One evening, she was cutting through an alley on her way back from the red line when she saw it: a respectably preserved leather armchair, with simply carved hardwood bones. She walked away at first, but circled back after realizing the chair hadn’t been there the night before, and so there was a limited chance it was filled with bugs or festering mold. And surely she could lug the thing home because she’d been taking parkour classes at an old fire station and her biceps were stronger than they’d been in a while.

Daisy pushed out a breath as she hefted the chair up—it was apparently very dense hardwood and therefore also very heavy. When she reached the halfway point, her arms were reduced to jelly and a tremor had begun in her abs. So she put the chair down with a thump under the warm glow of an alley light, and plopped into it for a break.

Her pulse slowed. Her red face evened back to normal. For a moment, she felt like a queen in her found throne, and reveled in how easy it was to step outside the city’s rhythm of work, shop, eat, and sleep.
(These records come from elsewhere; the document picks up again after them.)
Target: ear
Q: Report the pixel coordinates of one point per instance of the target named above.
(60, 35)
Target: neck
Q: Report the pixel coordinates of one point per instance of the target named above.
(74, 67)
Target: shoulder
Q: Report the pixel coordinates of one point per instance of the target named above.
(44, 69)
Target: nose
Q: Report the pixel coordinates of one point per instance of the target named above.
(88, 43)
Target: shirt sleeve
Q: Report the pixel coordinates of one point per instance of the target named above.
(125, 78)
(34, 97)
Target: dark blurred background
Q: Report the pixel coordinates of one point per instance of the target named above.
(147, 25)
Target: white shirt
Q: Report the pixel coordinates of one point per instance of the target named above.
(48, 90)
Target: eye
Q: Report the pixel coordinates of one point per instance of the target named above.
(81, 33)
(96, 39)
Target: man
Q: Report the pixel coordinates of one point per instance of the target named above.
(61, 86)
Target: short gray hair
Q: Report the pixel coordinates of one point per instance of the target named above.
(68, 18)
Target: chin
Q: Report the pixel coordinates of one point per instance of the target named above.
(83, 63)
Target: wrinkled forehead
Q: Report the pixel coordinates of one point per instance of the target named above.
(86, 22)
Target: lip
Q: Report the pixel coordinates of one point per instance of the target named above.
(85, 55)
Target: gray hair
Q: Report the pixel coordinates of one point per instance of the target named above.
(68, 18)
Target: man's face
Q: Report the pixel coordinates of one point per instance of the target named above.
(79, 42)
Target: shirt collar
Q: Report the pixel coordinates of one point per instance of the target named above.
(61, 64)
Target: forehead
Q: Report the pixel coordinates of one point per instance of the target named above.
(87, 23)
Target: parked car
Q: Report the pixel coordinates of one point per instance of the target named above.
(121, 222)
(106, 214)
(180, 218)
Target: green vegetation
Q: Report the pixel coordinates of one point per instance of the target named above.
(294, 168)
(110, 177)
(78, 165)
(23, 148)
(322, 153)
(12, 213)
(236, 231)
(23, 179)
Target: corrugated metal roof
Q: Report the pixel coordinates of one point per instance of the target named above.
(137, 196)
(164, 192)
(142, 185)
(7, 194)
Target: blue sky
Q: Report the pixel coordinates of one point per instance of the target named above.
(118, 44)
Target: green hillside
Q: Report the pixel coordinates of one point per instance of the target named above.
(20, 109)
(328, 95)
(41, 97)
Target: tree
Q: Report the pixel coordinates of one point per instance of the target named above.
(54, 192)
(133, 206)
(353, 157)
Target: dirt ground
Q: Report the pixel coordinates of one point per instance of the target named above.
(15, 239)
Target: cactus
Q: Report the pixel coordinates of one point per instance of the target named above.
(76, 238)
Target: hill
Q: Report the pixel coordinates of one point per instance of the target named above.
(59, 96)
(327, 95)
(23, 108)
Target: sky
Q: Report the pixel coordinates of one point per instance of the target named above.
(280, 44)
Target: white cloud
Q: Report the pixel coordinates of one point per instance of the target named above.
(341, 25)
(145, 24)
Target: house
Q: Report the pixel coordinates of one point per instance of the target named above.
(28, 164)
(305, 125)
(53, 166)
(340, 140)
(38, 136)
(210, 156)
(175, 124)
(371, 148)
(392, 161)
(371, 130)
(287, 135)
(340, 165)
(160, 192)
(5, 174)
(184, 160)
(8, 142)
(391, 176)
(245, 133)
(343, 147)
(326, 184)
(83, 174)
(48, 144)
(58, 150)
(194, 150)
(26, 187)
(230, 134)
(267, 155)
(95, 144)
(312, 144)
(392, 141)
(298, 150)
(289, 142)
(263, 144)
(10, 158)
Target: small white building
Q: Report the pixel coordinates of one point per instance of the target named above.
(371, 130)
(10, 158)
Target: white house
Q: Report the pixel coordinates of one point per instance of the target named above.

Then, the hair on the back of her neck stood up. Something is watching me, Daisy thought. And indeed something shifted in the corner of her vision. She turned.

A creature was staring at her from the fence— fuzzy, ginormous, with two wet and beady eyes. The opossum watched her without blinking, mouth hanging slightly open. She could swear he was willing her to find him adorable—and maybe lobbying for her to tell everyone he was, in fact, quite clean.

Maybe it was the heat or that she was so comfy in that chair, but her fear softened to appreciation—though she kept an eye on the bugger, worried that if she turned away he’d leap on her.

They regarded each other.

“Well,” Daisy said. “You live here?”

The opossum didn’t blink. Its pink nose twitched once, almost politely.

From the mouth of the alley came a quick intake of breath. Daisy looked up to see a group of teenagers huddled on the sidewalk, staring at her and the animal as if they’d walked in on a séance. One of them giggled, “Did anyone else see that?” and they hurried off, half-laughing, half-spooked. Their whispers trailed behind.

Daisy turned back to her opossum friend and congratulated him on performing the scene with her: D.C. denizen and alleyway opossum share a private conversation, she dubbed the scene in her head. Finally the opossum gave a little snort and crawled down the fence line, out of the glow of light.

The night felt suspended, until she broke the moment. She picked up her chair and lugged it the rest of the way home.

By the time she reached her building, her fingers had turned to lead. She pushed through the front door with her hip and climbed the stairs sideways. The silence indicated that the other girls were asleep, or maybe were at their boyfriends’ places. She maneuvered the chair into room three and set it down with a low sigh.

It filled the space completely. There was hardly room to walk around it, but the sight of it there made her grin. The thing didn’t match anything else she owned—it was too large, too deliberate.

Maybe she’d clean the chair tomorrow. Maybe she wouldn’t. Room three was hers now, and that was enough.

At dawn, her new friend slunk under a car and scuttled across the streets until he was back in his own den. He fell asleep as the sun rose.